Unless one has a good knowledge of the time and events, the film will only be a flawed interpretation of the past. Learning from film means the student has learned an incorrect and flawed history. This is not what we want. Now, using the same film in conjunction with primary sources, and a guide to history can be quite useful. That is where an instructor can come in and use film to teach history. The students are learning from the instructor, not the film. The film has become a visual medium or platform for the instructor to use in teaching history.
That is what I do with John Adams. Some of the best teaching of history is really nothing more than telling stories and linking them together. However, no matter how good an instructor is they can only convey so much in words. Using visual references, instructors can expand upon what they are teaching and link images to elements of the themes. For the period of the American Revolution I find using HBO's miniseries John Adams quite helpful.
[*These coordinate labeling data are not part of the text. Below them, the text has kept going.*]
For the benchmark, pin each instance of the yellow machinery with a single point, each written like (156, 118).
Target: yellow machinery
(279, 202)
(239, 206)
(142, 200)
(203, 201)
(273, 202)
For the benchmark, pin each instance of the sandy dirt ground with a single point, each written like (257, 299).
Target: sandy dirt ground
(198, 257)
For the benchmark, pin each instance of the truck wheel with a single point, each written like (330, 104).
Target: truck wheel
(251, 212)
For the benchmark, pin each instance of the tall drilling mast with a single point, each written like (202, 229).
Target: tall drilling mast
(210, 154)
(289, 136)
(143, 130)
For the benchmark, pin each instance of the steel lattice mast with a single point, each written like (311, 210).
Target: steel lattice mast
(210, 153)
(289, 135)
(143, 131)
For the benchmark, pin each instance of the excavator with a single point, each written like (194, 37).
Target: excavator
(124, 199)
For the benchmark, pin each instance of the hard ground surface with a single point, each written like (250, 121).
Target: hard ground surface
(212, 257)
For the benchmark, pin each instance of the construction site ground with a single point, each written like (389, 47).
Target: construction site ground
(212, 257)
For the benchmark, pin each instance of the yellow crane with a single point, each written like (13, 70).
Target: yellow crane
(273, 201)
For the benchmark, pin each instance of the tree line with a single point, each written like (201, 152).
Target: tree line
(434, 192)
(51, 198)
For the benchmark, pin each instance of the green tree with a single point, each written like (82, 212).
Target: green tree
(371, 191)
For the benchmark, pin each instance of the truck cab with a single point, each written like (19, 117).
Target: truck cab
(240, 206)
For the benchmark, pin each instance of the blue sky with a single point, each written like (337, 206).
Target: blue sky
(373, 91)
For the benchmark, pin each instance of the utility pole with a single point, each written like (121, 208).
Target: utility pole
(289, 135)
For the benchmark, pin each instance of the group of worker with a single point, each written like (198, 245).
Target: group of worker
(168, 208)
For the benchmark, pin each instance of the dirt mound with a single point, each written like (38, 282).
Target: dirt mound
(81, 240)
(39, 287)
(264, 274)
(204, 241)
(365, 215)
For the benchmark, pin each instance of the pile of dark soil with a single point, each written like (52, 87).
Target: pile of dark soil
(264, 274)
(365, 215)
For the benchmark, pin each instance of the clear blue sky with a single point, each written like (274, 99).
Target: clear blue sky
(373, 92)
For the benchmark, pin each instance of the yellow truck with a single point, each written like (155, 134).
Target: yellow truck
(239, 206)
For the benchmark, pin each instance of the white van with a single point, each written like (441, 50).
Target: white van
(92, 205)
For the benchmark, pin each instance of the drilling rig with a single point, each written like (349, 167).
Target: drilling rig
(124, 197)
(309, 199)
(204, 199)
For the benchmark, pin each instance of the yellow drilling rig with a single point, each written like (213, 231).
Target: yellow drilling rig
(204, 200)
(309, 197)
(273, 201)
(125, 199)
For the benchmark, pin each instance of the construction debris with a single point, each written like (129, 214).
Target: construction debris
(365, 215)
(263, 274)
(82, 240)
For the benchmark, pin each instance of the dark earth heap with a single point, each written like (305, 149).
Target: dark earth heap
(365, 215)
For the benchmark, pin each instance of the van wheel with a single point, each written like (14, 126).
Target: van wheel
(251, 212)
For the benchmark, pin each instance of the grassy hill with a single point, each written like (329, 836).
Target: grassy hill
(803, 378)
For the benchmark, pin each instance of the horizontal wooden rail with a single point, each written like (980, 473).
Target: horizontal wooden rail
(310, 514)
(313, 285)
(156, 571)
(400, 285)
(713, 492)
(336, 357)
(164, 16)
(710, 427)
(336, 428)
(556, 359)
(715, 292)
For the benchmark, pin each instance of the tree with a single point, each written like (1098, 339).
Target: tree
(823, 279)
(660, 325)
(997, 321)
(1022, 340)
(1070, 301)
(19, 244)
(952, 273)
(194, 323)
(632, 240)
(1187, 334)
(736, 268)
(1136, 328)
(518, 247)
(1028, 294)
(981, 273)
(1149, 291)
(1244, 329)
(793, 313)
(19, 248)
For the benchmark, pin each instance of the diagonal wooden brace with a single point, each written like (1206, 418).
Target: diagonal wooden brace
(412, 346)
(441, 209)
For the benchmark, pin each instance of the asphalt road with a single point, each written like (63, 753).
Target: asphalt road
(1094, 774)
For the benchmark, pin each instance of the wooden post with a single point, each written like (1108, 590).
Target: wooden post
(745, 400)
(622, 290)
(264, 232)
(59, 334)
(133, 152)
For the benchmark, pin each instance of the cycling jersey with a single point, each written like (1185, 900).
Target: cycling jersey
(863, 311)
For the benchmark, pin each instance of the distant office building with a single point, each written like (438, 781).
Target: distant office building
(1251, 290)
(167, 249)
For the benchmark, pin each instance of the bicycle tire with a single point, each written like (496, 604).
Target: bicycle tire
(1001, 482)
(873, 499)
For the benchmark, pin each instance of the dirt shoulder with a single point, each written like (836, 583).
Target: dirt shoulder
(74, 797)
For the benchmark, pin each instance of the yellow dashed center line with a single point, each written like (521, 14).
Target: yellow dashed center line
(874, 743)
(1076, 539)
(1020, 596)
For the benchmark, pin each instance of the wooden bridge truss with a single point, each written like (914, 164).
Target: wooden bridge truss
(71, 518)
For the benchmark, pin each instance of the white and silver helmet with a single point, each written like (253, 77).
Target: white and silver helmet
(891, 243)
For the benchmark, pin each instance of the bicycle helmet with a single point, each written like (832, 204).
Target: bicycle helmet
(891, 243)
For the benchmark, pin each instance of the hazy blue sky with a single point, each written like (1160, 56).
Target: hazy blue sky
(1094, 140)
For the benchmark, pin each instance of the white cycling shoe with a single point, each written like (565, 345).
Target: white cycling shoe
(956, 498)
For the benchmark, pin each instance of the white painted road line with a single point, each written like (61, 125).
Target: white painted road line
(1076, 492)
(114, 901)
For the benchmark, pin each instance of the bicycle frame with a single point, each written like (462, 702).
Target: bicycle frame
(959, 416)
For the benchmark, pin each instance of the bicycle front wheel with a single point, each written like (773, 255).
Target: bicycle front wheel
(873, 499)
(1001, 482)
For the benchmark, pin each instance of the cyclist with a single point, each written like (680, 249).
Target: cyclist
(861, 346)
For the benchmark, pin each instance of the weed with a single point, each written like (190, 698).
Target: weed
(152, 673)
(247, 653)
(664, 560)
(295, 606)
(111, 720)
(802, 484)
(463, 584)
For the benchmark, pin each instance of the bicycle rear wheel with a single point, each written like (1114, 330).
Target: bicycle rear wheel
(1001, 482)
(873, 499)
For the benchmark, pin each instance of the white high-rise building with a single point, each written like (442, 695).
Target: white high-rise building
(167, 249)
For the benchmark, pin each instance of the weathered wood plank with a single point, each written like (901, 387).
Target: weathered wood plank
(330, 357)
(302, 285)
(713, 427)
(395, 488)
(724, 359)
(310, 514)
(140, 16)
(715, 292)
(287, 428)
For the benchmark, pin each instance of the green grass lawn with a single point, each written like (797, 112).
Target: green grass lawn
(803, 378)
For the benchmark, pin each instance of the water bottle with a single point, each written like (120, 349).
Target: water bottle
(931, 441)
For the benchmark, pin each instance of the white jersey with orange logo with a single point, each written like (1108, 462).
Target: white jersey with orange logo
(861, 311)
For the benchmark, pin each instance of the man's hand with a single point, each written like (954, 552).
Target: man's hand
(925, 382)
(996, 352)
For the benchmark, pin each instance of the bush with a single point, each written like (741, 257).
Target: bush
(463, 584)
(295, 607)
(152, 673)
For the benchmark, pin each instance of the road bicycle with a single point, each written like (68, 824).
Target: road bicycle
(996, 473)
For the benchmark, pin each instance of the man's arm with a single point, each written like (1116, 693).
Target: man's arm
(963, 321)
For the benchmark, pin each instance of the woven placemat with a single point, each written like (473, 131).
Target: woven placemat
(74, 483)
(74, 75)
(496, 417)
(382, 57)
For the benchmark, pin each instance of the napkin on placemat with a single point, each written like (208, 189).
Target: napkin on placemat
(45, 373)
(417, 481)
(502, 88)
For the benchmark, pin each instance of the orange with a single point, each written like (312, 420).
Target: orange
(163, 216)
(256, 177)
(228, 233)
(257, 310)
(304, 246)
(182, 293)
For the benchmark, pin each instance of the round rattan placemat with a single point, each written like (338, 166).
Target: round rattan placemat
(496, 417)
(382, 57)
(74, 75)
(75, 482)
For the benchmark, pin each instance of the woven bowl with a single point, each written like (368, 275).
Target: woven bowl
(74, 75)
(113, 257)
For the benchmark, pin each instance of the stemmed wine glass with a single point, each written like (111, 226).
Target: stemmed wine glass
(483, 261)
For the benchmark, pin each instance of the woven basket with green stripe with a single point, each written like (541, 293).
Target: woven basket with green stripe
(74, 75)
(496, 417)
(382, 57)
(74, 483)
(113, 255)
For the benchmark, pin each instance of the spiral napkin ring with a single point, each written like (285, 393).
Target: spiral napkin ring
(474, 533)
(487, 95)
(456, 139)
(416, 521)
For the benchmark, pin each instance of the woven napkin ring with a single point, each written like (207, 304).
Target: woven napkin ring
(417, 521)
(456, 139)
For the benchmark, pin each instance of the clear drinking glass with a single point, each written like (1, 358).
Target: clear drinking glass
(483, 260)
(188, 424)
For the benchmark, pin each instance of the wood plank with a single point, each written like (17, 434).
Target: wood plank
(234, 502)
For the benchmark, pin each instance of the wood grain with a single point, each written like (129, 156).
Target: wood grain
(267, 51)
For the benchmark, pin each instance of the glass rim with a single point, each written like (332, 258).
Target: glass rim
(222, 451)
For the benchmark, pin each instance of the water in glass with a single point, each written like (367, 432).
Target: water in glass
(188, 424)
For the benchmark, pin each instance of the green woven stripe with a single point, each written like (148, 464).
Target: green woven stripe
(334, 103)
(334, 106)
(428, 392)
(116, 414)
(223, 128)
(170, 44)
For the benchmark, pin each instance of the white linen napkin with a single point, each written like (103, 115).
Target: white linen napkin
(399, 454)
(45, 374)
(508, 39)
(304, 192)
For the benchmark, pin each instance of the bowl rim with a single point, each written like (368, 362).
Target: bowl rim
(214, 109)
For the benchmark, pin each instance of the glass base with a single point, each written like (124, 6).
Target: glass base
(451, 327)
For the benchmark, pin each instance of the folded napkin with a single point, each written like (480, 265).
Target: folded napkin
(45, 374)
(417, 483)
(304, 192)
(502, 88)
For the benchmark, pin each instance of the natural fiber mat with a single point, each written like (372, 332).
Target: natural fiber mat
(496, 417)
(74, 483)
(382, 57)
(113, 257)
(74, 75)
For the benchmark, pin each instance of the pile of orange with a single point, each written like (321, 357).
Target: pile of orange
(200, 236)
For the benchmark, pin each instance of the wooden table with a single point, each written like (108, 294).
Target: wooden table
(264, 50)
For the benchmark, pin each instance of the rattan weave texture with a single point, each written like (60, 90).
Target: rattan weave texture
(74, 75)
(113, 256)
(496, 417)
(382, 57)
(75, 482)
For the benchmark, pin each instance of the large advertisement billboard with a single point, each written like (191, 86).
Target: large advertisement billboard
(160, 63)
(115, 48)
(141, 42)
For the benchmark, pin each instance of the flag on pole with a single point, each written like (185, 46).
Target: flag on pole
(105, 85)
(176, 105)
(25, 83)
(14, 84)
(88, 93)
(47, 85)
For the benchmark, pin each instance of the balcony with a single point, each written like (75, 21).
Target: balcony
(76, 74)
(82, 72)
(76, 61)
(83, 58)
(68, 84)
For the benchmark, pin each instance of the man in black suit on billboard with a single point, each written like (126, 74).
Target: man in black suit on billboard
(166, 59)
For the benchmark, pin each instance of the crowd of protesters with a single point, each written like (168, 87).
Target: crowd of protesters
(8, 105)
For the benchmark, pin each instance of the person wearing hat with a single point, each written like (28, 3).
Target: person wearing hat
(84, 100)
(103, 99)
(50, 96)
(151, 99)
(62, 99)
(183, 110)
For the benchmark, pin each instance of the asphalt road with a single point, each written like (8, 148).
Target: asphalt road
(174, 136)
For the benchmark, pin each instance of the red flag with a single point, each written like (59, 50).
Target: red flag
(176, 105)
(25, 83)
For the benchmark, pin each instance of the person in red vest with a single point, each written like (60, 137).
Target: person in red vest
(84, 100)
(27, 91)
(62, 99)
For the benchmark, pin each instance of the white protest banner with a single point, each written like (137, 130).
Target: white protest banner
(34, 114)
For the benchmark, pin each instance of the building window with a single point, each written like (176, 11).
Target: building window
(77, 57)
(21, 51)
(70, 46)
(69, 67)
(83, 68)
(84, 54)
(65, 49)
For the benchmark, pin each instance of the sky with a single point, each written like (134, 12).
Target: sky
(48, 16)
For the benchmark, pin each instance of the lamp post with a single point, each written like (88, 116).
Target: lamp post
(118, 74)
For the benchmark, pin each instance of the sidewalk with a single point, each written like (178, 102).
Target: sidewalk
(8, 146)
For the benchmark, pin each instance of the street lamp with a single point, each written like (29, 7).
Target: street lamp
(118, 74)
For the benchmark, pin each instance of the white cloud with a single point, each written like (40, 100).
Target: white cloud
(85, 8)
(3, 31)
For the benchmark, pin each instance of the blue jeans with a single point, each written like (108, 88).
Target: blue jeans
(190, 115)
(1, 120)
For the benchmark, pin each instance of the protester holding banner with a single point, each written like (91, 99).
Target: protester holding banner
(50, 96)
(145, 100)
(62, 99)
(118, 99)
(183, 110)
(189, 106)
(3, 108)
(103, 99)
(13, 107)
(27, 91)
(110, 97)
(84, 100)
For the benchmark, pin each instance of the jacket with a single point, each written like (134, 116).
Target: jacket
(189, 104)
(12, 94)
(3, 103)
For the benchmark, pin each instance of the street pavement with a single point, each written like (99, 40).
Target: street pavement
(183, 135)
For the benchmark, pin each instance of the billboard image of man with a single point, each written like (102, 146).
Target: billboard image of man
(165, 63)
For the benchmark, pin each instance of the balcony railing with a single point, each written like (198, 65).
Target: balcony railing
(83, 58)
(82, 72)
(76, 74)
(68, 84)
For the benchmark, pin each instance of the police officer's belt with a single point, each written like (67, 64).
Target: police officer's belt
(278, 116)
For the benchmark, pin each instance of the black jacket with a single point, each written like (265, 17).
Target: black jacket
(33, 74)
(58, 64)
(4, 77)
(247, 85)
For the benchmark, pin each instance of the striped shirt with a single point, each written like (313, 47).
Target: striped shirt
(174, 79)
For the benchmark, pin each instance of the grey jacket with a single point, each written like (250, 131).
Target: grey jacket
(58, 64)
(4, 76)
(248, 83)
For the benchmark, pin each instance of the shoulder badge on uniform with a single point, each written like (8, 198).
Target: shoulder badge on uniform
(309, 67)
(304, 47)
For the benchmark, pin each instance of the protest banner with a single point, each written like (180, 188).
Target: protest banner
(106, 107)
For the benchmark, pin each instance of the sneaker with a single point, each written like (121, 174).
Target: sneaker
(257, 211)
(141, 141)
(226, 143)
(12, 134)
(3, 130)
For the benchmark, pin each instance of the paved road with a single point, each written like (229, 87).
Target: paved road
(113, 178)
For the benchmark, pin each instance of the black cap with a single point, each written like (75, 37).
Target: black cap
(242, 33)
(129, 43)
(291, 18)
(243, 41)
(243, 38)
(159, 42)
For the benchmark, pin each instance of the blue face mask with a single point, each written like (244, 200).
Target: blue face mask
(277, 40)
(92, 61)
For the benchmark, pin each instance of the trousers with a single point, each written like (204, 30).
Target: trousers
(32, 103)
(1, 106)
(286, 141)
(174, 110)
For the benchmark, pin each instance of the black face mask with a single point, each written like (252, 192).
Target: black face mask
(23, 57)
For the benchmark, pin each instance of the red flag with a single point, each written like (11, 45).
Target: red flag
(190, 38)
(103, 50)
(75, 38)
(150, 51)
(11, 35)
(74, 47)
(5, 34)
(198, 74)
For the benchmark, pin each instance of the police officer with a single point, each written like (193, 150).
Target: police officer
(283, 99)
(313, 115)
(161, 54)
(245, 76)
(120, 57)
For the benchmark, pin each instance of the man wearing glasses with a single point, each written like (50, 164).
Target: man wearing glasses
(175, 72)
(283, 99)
For one thing, the period setting with the clothes, the backgrounds, the hair styles, and character interactions present the people and events of the past to the students far better than words can. However, unless students know who the characters are, they will not make the connections between them. Case in point: Several scenes set in Philadelphia during the Second Continental Congress involve several key characters. John Dickinson, Benjamin Franklin, John Hancock, Sam Adams, Thomas Jefferson, George Washington, Edward Rutledge, Caesar Rodney and other make appearances in many of these scenes along with others. Most of these men, Founding Fathers all, will not be known to the students nor will what their role was in the founding of the country.
These scenes have outstanding teachable moments. This semester I showed the scenes. In some, John Dickinson is of course doing what he can to block everything that would lead to a break with Great Britain. Why he does this will not be known to students unless they are told what and why Dickinson opposed independence. That is why learning from film will not suffice. However, when students are asking who this guy is, you have a teaching opportunity thanks to the film. At that point the students are receptive and ready to learn. Anyone who has taught the survey courses knows that is a golden opportunity that does not exist very often.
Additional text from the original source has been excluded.